Merit Cup, Withbread 1997-1998
Cataracte, un bruit de mitrailleuse. Ca arrose à tout va. Cataracte. Des impacts partout, ça crible, gifle, transperce. Ca touche à chaque fois. Dans la tranchée exposée du cockpit, les grognards baissent la tête, font le gros dos.
Quand la rafale liquide est passée, tous regardent devant, par delà l’eau qui ruisselle de la capuche. L’étrave plane au-dessus de l’abîme sombre, hume un instant le vent comme un prédateur, plonge, le speedo s’affole 26, 27, 28 nœuds.

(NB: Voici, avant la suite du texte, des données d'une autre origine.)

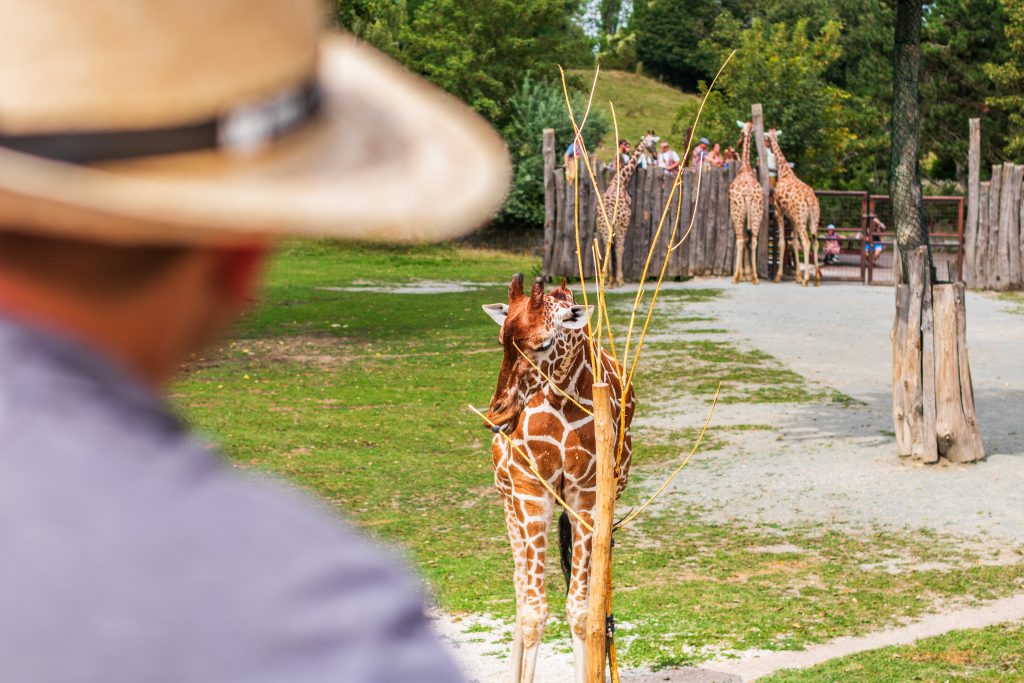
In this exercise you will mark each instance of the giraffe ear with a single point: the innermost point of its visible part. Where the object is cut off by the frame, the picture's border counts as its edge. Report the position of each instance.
(577, 316)
(497, 311)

Un piqué rugissant, je jette un dernier coup d’œil, fasciné, le bateau fonce vers le fond de la mer, impossible, il ne se redressera pas, mais il faut déjà se retourner, épaules voûtées, attendre que le pont arrache une pelletée de mer glaciale pour la balancé derrière sans faire de détail. Cataracte. Ca crépite, ça cingle, je cherche l’air, l’eau froide s’infiltre insidieuse, travail de sape, je la sens qui rigole entre mes épaules, s’égoutte à goutte, pleut, ruisselle.
Merit Cup se cabre à nouveau, une autre glissade, encore, un autre gouffre, déjà.
Ca gronde, d’abord, sa mousse, ça chuinte, vapeur d’eau puis le bruit s’éclaircit, monte vers les aigus. Et ça recommence. Cataracte. Coup rentré dans les épaules. Ca claque sur les cirés, le pont, les voiles pliées. Aucun moyen d’y échapper. Tenir. Pour l’instant on est deuxième.
Encore mille cinq cents milles avant Fremantle.